Nach einem torlosen Unentschieden bei der zweiten Mannschaft von Borussia Dortmund stand fest, dass der 1.FC Saarbrücken die Hinrunde mit 32 Punkten auf Platz 3 abschließen würde. Zweifelsohne eine mehr als ordentliche Ausgangposition, um im neuen Jahr das Ziel Aufstieg zu verfolgen.
Das Team von Rüdiger Ziehl darf nun nach kräftezerrenden Wochen ein wenig durchschnaufen, bevor es Anfang Januar in Richtung Spanien für das Wintertrainingslager geht.
Der Fußball in Deutschland steht still, perfekter Zeitpunkt also, um das bereits Erlebte ein wenig zu resümieren und sich die Frage zu stellen, ist diese Mannschaft zum aktuellen Zeitpunkt wirklich aufstiegsreif?

Torhüter:
Schon im April sicherte man sich die Dienste von Torhüter Phillip Menzel aus der ersten österreichischen Liga.
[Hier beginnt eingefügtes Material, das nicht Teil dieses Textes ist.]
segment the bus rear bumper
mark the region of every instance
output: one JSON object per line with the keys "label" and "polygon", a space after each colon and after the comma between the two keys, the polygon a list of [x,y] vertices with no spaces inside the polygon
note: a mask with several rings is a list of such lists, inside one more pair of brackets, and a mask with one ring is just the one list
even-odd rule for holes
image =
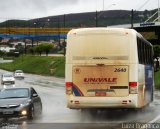
{"label": "bus rear bumper", "polygon": [[67,107],[81,108],[139,108],[138,95],[130,94],[125,97],[75,97],[68,96]]}

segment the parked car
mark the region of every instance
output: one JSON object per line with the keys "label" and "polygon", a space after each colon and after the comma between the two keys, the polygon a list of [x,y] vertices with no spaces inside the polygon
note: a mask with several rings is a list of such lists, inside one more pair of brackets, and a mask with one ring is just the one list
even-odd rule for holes
{"label": "parked car", "polygon": [[32,87],[12,87],[0,91],[0,117],[33,119],[42,112],[41,98]]}
{"label": "parked car", "polygon": [[1,84],[15,84],[15,78],[12,73],[4,73],[1,76]]}
{"label": "parked car", "polygon": [[22,71],[22,70],[16,70],[16,71],[14,72],[14,77],[15,77],[15,78],[24,78],[24,73],[23,73],[23,71]]}

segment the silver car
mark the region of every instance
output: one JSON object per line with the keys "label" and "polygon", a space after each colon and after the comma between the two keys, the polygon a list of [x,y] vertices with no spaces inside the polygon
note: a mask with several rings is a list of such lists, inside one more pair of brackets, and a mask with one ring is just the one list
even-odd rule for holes
{"label": "silver car", "polygon": [[14,77],[15,77],[15,78],[24,78],[24,73],[23,73],[23,71],[22,71],[22,70],[16,70],[16,71],[14,72]]}

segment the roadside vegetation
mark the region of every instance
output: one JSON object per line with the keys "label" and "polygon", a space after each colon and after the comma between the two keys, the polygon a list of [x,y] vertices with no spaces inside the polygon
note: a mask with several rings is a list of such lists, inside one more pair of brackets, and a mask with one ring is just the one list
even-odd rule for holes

Diesen Transfer kann man nach einem halben Jahr zweifelsohne als waschechten Volltreffer bezeichnen. Menzel lieferte zahlreiche überragende Paraden wie etwa gegen Aachen, oder in der zweiten Halbzeit bei Energie Cottbus und ist somit hauptverantwortlich für die herausragende Bilanz von gerade einmal 18 Gegentoren nach 19 absolvierten Spielen und kann somit als absolutes Upgrade zu Tim Schreiber im Vorjahr gesehen werden.
Dahinter hat man mit Tim Paterok einen extrem guten Backup Keeper, den man falls Menzel mal ausfallen sollte ohne Bauchschmerzen reinwerfen kann.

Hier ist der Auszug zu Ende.